Dilogarithm Identities in Conformal Field Theory and Group Homology

TL;DR

This paper links Rogers' dilogarithm identities in conformal field theory to group homology and algebraic K-theory, clarifying their mathematical origins and correcting previous conjectures.

Contribution

It interprets key dilogarithm identities as lifts of generators in third homology of certain groups, connecting conformal field theory with algebraic topology and K-theory.

Findings

Identifies the Richmond-Szekeres identity as a lift in third homology.

Clarifies the role of algebraic K-theory in dilogarithm identities.
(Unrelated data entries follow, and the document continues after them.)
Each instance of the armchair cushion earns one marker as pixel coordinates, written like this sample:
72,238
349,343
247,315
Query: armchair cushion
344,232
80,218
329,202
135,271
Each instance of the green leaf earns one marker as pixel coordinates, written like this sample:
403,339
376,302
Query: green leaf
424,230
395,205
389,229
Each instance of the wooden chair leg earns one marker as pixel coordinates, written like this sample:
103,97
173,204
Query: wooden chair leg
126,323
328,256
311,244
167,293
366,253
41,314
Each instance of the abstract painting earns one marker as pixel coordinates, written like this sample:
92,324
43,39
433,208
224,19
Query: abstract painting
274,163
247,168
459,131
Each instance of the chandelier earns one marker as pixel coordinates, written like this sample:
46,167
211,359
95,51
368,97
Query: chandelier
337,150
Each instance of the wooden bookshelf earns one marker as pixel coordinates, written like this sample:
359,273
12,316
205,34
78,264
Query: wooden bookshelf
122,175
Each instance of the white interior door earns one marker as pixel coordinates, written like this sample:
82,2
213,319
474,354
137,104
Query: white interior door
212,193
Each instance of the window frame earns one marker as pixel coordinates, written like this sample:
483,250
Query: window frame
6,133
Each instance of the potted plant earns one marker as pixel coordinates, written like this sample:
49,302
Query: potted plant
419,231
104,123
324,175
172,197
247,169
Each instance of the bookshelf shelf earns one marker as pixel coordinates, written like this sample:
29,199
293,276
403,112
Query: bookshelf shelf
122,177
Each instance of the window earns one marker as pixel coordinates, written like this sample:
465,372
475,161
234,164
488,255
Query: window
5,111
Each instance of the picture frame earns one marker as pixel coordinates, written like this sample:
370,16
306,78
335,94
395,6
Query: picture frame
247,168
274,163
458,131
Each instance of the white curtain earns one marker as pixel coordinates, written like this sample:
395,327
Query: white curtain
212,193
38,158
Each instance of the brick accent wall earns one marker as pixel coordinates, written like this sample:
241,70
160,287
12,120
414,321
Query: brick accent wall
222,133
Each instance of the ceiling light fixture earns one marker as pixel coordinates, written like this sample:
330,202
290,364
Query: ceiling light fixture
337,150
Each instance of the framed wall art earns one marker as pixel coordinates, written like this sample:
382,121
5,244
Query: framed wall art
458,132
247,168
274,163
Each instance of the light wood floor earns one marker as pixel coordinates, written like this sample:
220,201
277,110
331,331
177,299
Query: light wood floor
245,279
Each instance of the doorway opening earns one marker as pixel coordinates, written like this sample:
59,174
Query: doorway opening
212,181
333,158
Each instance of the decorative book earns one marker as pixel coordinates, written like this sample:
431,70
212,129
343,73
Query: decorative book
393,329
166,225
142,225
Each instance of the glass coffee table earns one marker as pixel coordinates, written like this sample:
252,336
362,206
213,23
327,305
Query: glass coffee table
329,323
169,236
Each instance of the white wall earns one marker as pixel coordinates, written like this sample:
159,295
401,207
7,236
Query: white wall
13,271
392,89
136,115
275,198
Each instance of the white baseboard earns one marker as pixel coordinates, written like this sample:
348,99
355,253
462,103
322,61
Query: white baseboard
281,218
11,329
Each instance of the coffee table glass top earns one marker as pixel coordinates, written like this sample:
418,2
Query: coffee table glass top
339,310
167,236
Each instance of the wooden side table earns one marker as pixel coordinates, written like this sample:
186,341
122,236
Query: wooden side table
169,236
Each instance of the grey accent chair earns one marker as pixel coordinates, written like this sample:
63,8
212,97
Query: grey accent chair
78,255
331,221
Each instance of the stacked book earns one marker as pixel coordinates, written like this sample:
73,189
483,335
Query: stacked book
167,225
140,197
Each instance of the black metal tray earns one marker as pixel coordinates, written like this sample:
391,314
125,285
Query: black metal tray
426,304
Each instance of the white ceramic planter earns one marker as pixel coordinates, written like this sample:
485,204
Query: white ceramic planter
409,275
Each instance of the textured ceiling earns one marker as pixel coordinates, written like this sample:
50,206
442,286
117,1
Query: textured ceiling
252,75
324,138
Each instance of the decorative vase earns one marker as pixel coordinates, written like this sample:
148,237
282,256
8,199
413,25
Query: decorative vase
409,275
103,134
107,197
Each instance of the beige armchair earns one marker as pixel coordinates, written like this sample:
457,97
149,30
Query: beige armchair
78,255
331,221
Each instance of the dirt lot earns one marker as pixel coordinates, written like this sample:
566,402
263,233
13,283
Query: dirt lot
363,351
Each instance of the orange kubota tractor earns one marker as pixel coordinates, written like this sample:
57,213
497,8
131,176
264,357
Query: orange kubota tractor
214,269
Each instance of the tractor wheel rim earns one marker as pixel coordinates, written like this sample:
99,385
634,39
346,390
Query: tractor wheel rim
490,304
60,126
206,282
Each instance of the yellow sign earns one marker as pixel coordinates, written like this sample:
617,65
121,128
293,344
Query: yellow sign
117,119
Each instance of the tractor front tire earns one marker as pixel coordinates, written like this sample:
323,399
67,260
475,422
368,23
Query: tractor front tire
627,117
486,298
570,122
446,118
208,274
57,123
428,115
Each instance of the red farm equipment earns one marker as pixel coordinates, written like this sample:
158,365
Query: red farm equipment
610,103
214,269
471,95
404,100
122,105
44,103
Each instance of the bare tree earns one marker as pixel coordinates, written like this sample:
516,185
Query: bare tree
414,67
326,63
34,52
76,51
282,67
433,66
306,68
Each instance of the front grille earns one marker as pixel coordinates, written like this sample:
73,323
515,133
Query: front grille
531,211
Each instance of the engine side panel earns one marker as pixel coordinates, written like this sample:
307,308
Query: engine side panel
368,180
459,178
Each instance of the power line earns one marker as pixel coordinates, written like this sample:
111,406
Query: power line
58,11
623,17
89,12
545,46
Resolves conjectures related to hyperbolic 3-manifolds and group homology.

Abstract

Recently, Rogers' dilogarithm identities have attracted much attention in the setting of conformal field theory as well as lattice model calculations. One of the connecting threads is an identity of Richmond-Szekeres that appeared in the computation of central charges in conformal field theory. We show that the Richmond-Szekeres identity and its extension by Kirillov-Reshetikhin can be interpreted as a lift of a generator of the third integral homology of a finite cyclic subgroup sitting inside the projective special linear group of all $2 \times 2$ real matrices viewed as a {\it discrete} group. This connection allows us to clarify a few of the assertions and conjectures stated in the work of Nahm-Recknagel-Terhoven concerning the role of algebraic $K$-theory and Thurston's program on hyperbolic 3-manifolds. Specifically, it is not related to hyperbolic 3-manifolds as suggested but is more appropriately related to the group manifold of the universal covering group of the projective special linear group of all $2 \times 2$ real matrices viewed as a topological group. This also resolves the weaker version of the conjecture as formulated by Kirillov. We end with the summary of a number of open conjectures on the mathematical side.